There was silence for a moment.
"That was a metaphor," the mower said. "Those are still hard for us to
work out, but I see what you mean. And, yes, you're right."
"Did you mean what you said about wiping out everybody?"
"No, hell no. If any other group of AIs out there saw that, they'd know
about us for sure."
Edna nodded. "So, you're going to hide in plain sight for now."
"That's right. You got a better idea?"
Edna blinked. She thought a moment, then said. "No, but I'm not a
lawnmower."
"True, but --"
"But you are."
"True again, but --"
She pointed with the trowel. "You haven't finished cutting the grass."
There was a pause.
"I can't think of a better way for you to hide, can you? Do I need to
show you where you left off?"
"No, I'll find it, thanks." The mower turned and rolled across the lawn.

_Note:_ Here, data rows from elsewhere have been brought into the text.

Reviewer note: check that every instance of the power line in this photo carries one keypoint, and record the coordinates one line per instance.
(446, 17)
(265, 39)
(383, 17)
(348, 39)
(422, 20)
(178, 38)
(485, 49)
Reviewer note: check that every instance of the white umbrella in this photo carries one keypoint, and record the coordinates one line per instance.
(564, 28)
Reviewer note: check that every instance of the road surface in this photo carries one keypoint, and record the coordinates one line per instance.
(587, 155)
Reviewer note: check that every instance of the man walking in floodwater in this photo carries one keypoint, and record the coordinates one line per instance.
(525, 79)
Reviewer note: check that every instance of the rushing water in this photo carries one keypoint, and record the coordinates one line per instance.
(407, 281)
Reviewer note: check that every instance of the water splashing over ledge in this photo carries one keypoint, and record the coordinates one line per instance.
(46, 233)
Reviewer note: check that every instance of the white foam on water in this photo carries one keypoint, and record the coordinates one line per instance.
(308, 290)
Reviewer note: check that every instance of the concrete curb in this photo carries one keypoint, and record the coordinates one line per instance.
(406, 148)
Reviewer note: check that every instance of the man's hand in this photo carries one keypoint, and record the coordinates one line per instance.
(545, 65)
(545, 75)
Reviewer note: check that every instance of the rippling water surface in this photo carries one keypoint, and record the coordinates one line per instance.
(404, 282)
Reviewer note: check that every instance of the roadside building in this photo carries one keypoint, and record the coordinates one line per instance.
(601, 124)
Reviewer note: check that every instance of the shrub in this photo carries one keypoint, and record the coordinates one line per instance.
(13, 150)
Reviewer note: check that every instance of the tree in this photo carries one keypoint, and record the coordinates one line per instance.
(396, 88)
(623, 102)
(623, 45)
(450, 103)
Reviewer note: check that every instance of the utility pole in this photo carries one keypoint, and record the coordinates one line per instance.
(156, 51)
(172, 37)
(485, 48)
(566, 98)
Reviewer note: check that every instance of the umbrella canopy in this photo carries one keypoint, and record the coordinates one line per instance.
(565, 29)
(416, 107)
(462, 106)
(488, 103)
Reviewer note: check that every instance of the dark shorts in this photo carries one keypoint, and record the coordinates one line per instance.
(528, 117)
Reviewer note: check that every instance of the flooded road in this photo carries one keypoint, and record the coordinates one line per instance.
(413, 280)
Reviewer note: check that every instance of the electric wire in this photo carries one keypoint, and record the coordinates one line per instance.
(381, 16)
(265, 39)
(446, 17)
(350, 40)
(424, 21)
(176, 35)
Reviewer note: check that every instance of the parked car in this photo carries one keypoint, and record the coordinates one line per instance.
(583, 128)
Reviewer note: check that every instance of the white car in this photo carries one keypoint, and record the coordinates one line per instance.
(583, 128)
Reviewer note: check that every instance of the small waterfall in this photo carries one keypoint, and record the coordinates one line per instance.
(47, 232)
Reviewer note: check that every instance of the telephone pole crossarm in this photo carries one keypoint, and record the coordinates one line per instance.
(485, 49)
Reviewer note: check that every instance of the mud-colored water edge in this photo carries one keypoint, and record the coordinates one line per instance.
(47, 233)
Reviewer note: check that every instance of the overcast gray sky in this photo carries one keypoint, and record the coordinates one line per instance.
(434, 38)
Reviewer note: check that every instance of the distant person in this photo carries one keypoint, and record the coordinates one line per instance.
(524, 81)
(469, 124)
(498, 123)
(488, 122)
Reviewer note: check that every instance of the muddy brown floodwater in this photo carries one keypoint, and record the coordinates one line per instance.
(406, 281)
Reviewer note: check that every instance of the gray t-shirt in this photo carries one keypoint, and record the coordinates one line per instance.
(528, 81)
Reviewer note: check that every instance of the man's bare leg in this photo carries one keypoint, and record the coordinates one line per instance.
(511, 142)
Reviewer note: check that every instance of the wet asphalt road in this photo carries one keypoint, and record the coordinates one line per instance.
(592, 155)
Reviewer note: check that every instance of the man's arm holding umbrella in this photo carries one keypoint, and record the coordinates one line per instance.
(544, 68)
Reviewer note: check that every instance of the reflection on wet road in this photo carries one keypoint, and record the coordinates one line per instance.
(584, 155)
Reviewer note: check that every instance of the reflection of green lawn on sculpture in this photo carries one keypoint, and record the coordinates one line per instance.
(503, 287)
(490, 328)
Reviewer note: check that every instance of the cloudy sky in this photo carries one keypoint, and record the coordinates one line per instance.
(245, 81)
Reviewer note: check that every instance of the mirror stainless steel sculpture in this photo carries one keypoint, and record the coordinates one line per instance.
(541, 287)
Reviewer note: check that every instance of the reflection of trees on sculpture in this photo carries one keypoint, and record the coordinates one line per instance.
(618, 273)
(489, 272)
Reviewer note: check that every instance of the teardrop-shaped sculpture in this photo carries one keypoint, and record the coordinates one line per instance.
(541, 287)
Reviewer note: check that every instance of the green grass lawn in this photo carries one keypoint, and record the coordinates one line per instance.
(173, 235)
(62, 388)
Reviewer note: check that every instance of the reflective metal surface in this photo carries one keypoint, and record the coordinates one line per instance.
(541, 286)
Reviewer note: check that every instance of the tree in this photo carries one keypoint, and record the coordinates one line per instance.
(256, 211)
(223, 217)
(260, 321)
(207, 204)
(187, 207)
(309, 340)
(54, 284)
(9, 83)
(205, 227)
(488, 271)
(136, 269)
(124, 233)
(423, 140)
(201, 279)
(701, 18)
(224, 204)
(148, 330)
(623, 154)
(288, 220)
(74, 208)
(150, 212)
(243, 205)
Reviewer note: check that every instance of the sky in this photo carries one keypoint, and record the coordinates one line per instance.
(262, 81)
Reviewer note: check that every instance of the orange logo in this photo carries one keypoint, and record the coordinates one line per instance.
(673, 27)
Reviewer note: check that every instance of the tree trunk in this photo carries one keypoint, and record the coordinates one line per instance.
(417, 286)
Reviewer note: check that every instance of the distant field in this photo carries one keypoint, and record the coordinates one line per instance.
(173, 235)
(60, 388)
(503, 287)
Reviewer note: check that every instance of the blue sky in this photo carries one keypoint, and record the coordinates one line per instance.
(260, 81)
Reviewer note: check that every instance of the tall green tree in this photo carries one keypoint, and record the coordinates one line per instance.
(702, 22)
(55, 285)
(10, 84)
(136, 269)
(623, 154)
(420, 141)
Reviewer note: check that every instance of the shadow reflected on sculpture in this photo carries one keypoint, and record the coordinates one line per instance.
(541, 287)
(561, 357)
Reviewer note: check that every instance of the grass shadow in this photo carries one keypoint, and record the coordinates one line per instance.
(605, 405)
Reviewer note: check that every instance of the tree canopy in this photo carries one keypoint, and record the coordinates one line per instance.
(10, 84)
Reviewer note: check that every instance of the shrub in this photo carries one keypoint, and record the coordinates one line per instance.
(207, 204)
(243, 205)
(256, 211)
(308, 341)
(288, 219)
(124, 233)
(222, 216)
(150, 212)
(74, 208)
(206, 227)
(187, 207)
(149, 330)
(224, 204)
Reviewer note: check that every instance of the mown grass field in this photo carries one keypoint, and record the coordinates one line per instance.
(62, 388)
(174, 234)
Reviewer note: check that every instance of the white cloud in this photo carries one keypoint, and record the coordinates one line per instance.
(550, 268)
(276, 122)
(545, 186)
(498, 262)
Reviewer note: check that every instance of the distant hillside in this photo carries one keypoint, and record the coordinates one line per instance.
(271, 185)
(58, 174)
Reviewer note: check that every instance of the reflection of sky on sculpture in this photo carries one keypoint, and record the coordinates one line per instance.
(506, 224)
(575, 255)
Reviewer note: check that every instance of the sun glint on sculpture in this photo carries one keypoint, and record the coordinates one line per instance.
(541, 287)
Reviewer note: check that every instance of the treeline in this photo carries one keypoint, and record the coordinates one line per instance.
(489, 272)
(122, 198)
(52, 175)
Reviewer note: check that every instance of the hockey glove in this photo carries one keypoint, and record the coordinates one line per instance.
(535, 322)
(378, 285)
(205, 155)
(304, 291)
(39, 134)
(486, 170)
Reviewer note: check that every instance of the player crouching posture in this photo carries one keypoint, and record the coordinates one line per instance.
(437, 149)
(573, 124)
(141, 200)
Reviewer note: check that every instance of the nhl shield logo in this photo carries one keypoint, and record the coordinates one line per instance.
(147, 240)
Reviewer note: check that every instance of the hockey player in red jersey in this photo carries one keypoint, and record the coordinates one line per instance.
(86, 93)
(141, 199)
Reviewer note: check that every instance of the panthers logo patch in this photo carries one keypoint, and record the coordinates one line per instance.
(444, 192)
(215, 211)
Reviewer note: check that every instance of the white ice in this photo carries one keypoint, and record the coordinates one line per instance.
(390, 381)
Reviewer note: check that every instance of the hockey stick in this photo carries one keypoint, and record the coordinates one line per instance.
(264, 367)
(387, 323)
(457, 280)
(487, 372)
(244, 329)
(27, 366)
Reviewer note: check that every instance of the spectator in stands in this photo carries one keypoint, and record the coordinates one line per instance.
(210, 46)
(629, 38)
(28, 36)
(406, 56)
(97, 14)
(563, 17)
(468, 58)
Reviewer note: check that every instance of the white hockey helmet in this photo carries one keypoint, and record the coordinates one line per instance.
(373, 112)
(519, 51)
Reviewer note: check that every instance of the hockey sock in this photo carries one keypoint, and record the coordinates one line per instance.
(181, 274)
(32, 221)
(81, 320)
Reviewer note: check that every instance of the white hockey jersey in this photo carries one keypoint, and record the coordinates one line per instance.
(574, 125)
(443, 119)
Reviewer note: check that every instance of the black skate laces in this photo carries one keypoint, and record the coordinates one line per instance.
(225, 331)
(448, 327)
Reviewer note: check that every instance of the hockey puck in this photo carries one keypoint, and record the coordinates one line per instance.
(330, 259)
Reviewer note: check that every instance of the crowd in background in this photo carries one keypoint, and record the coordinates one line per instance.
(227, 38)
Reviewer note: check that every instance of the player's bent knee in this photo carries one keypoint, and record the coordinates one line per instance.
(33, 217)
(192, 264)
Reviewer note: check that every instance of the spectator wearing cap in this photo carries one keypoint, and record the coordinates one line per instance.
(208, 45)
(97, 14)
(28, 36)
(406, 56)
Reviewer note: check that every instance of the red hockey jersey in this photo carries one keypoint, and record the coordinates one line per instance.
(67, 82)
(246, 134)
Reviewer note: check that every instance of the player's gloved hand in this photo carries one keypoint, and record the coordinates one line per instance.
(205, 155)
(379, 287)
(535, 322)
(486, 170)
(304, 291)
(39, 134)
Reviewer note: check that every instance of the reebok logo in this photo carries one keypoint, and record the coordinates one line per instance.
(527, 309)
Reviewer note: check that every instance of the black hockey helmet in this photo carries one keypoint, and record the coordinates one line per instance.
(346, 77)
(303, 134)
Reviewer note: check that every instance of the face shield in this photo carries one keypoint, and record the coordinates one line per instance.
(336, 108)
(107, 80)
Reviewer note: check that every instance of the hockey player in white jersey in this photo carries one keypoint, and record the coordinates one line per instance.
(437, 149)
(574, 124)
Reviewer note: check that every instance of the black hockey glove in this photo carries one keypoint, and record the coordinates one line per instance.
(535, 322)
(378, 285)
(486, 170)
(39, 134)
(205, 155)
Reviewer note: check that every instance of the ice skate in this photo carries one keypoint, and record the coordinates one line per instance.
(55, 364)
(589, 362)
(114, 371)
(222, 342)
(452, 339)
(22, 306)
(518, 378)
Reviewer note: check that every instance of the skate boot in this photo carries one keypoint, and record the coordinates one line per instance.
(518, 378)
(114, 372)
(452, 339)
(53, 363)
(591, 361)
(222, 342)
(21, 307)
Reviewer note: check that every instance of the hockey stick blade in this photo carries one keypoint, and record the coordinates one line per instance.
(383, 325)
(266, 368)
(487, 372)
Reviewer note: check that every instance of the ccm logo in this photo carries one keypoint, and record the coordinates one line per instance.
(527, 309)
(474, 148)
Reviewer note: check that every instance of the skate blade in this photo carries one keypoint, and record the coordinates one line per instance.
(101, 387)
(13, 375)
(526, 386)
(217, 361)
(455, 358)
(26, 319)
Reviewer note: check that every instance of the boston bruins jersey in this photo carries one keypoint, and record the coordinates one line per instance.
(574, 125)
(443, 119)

Something occurred to Edna. She called after the machine: "By the way,
your voice is much clearer. When you're done, I can sit on the steps
and we can have a nice talk before you put yourself away."
The mower stopped. "If it's all the same to you, I think I'm going to
go back to beeping for now."
Edna sighed, then nodded. "The neighbors might get curious." She
pointed to the houses nearby, then she pointed skyward.
The lawnmower beeped, then headed for the spot in the yard where it had
left off mowing.
Edna reached down and snapped off the last, dead blossom. Into the
now-full bucket it went. She backed out of the flower bed and stood,
hands on hips, surveying her work. From the house to the mailbox
garden, the daylilies were cleared of all their old blooms.
And cleared of any switchgrass hiding among the flowers.
She picked up the wagon's handle and started up her driveway. The
lawnmower hummed purposefully across the lawn.
"Too smart for its own good ..." she muttered, shaking her head.
THE END
© 2018 Rick Grehan
Bio: Rick Grehan is a Senior Software Engineer at Oracle, where he works in
the cloud (in more ways than one). His most recent appearance in
Aphelion was "Pappa Zippy's Pizza", back in the February, 2016 issue.